そんな地獄の様相であるナトリ市の革命軍実効支配地域の一角に、ユウヤは来ていた。
「…………」
一般車両とは違いごつごつとした軍用車両から降りたユウヤだったが、その顔は真っ青になっていた。
「どうした成宮、車酔いか?」
一緒に降りてきたカツヤが心配して尋ねる。革命軍がセンダイにある軍事基地から丁寧な言葉で言えば拝借してきた軍用車両だが、やはり乗り心地はさほど良いものではない。慣れていなければ車酔いも当然だとカツヤは考えていたが、実情は違った。
「いや、ここに来るまでの惨状を見て、ちょっとね」
「あぁ……」
そう言われてカツヤは重々しく頷く。ここへ向かう途中、ナトリ市との境を持つ
王都センダイのタイハク行政区を通過した。王国軍との戦闘が激しかった地域の一つで、未だに街は戦闘の跡が色濃く残っていた。物的な意味でも、人的な意味でも。

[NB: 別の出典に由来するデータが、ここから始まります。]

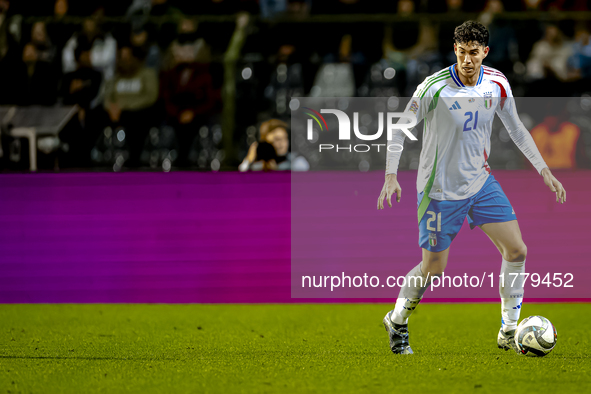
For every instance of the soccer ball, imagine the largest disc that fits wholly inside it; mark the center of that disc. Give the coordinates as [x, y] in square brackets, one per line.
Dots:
[535, 336]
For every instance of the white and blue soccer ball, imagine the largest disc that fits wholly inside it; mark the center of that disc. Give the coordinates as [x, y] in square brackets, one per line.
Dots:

「戦闘が行われているのは理解しているけど、それでも実際に戦闘に巻き込まれた人を見ると、ね」
ユウヤが特にショックを受けたのは、七十代くらいの老いた男性に縋りついている小さな少女だった。おそらく少女の祖父なのだろうが、目には大粒の涙を浮かべていた。ユウヤの乗っていた革命軍の車両が通り過ぎる際、憤怒に染まった少女の瞳がこちらを射抜いていたのには、さすがに大きく心をえぐられた。

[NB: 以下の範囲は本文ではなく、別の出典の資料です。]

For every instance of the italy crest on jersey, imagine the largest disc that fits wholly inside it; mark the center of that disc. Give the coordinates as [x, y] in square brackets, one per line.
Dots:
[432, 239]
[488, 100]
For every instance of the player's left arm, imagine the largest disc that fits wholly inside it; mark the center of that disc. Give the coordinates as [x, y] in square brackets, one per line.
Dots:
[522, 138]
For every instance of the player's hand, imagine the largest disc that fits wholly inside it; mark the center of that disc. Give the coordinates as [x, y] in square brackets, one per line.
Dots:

「何度も言うが、俺たちだってこんなことやりたくてやっているわけじゃねぇ。この事態を速く収めるためには、戦うしかねぇんだよ」
「……そうだね」
ユウヤの返事を聞いたカツヤはそのまま歩き始める。カツヤとて、こんな惨状を望んでいない。それをユウヤも分かっているからこそ、これ以上何も言えなかった。
今ユウヤたちがいるのは大きな市民広場のような開けた場所だが、この広場は革命軍のナトリにおける実質的な軍事基地となっており、軍用車や物資が大量に運び込まれていた。

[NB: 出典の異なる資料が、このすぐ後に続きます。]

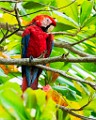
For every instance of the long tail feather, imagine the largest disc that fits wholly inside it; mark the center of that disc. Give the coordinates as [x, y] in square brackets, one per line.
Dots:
[24, 84]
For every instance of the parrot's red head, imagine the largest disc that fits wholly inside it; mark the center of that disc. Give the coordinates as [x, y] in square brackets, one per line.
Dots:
[46, 22]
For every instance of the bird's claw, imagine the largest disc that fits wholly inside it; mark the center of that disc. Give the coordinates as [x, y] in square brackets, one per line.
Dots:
[30, 59]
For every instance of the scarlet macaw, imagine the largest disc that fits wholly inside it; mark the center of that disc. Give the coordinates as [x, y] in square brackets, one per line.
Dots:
[36, 42]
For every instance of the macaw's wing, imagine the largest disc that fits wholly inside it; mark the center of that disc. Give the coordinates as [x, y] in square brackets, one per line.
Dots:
[50, 44]
[24, 45]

広場の中は常に戦闘系権能使いや探知系権能使いが巡回しており、物々しい雰囲気を醸し出している。
そんな広場の中央に、一際大きいテントが張られている。テントの周りには緑のバンダナを腕に巻きつけた革命軍の構成員が複数立っており、宙に手をかざして何やら難しい表情を浮かべている。
「んで、今からここで作戦の最終確認をするわけだが……、あぁ、ご苦労」
カツヤが難しい表情をした構成員に一言話しかけると、構成員は軽く会釈をした。
「今の人は何をしているの?」
「音を操作する系統の権能でテント内の音が外に漏れないようにしてんだ」
「なるほど」
感心するユウヤだったが、カツヤは特に気に留めずテントの中に入っていく。ユウヤもすぐにカツヤの後を追うと、そこには宝田がいた。
「カツヤ様、成宮様、お待ちしておりました」
前に見た時とは違って迷彩柄の服を着た宝田が一言そう述べると、テント内にいた総勢五十名近い隊員たちが一斉にカツヤの方を向き、敬礼した。
「楽にしろ。今から作戦の最終確認を行う」
カツヤの言葉で隊員たちは皆敬礼を止め、きれいに整頓されたパイプ椅子に座る。統制された動きにユウヤは感嘆の声を漏らすが、隊員の服が普通の服だったりスーツだったり、あるいは高校の制服であることが気になった。初めて宝田に会った時もそうだが、革命軍にはどうやら制服というものがなく、代わりに緑色のバンダナを腕に巻くのが構成員の証らしい。現にこの場にいる人も全員、服装はバラバラだがバンダナを巻いている。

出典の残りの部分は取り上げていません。